Mais les bagages émotionnels ne sont pas les seuls qui peuvent nous bousiller. Il y a aussi les bagages génétiques, comme c’est le cas pour Ian.
Celui-ci a eu son lot de très bons moments cette saison, mais j’en retiendrai surtout un. Comme beaucoup s’en doutaient depuis sa réapparition dans la série – surtout ceux qui sont familiers avec ce trouble – Ian a hérité de la maladie de sa mère. Tout comme elle, il est bipolaire. Et si on voyait ses highs tout au cours de la seconde partie de saison, dans ce finale il en arrive finalement au point inévitable quand son corps s’est épuisé dans l’intensité du bonheur : le début une période de dépression. Violente, douloureuse à voir, mais « nécessaire ».
Et les réactions de son entourage à ceci sont d’un réalisme exemplaire.

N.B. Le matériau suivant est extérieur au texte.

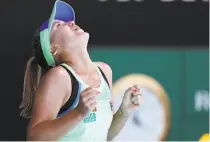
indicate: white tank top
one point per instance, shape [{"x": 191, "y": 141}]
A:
[{"x": 96, "y": 125}]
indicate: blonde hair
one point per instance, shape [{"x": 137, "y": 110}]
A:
[{"x": 31, "y": 82}]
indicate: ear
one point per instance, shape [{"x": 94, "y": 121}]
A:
[{"x": 54, "y": 49}]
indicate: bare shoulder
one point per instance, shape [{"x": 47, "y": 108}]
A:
[
  {"x": 51, "y": 94},
  {"x": 56, "y": 74},
  {"x": 107, "y": 70}
]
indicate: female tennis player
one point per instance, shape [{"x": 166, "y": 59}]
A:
[{"x": 72, "y": 100}]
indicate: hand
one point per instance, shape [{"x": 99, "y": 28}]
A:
[
  {"x": 131, "y": 100},
  {"x": 87, "y": 101}
]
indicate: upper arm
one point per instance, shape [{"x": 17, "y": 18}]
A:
[{"x": 50, "y": 95}]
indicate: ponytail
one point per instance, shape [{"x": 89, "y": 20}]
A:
[{"x": 31, "y": 81}]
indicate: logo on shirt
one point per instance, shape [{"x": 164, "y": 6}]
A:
[{"x": 90, "y": 118}]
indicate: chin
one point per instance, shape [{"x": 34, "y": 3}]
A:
[{"x": 84, "y": 37}]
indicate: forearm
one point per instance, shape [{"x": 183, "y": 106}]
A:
[
  {"x": 54, "y": 129},
  {"x": 118, "y": 122}
]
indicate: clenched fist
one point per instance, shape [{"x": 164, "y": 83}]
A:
[
  {"x": 131, "y": 100},
  {"x": 87, "y": 101}
]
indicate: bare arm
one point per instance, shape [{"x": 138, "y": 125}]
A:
[
  {"x": 119, "y": 120},
  {"x": 52, "y": 93}
]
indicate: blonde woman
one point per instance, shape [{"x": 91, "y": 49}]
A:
[{"x": 73, "y": 100}]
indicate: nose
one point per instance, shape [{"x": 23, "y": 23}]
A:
[{"x": 70, "y": 23}]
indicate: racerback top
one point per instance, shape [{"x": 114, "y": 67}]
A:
[{"x": 96, "y": 125}]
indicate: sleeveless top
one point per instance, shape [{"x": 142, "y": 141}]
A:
[{"x": 96, "y": 125}]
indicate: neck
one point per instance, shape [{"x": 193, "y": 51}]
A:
[{"x": 80, "y": 62}]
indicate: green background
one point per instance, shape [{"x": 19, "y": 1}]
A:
[{"x": 180, "y": 71}]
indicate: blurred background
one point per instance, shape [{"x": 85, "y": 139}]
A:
[{"x": 160, "y": 44}]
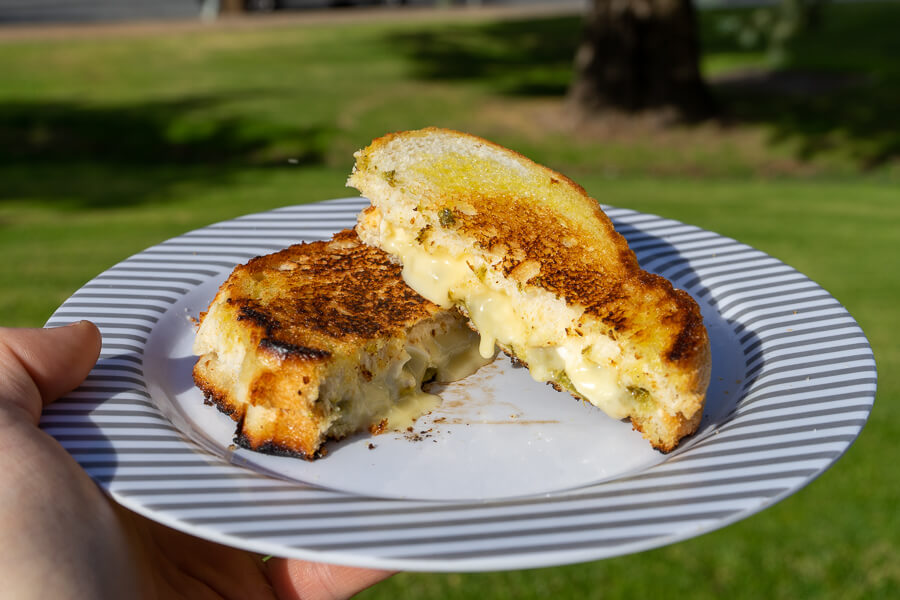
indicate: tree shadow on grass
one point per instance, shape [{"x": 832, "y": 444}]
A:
[
  {"x": 822, "y": 101},
  {"x": 531, "y": 57},
  {"x": 89, "y": 156}
]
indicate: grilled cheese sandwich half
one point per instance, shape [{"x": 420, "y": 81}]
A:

De la réponse de son petit ami, Mickey, qui ne comprends pas ce qui lui arrive et va appeler à l’aide les Gallagher, puis, quand ceux-ci lui expliquent ce qu’Ian traverse, refuse d’envisager l’hospitalisation, persuadé que l’amour qu’il porte à Ian pourra l’aider à s’en sortir, à celles de ses frères et sœurs. Eux, qui ont vécu de première main la maladie de leur mère, et qui savent à quel point celle-ci peut être dévastatrice, ont conscience que pour l’aider il faudra en passer par là. Ils nous rappellent (ou nous apprennent) aussi que ce trouble est à la fois génétique mais grandement influencé par l’environnement dans lequel on est élevés.
Au cours d’une très belle conversation entre Fiona et Lip, ceux-ci sont à la fois désolés pour leur frère, mais aussi soulagés que la loterie génétique les ait épargnés. Et c’est une nouvelle note d’espoir quand on apprend que Lip a réussi ses midterms et que Fiona, de son côté, semble décidée à laisser son passé derrière elle, et à avancer positivement dans sa vie.
“ I’m alive motherfucker ! Me, Frank Gallagher ! “
Un finale plein d’espoir sur tant de points… Et pourtant.
Et pourtant Frank est enfin sorti de l’hôpital, avec un nouveau rein et une interdiction de boire et de se droguer. Mais c’est Frank, et peut-être qu’à son âge il est trop tard pour changer, pour se reprendre en main ; ou peut-être qu’il n’en a juste pas la force. Alors il s’échappe de l’hôpital avec l’aide de Carl, et on le retrouve devant les étendues glacées de Chicago, descendant une bouteille d’alcool, savourant chaque gorgée, un sourire béat aux lèvres, et hurlant à Dieu qu’il a survécu, qu’il a gagné et que Lui a perdu. Parce qu’il est vivant. Et parce qu’il ne réalise pas qu’en continuant à boire, qu’en continuant dans ce chemin qui a infligé autant de peines à tous ceux qu’il devrait aimer, tout égoïste qu’il est, il n’est au final rien de plus qu’un magnifique perdant, devant l’éternel.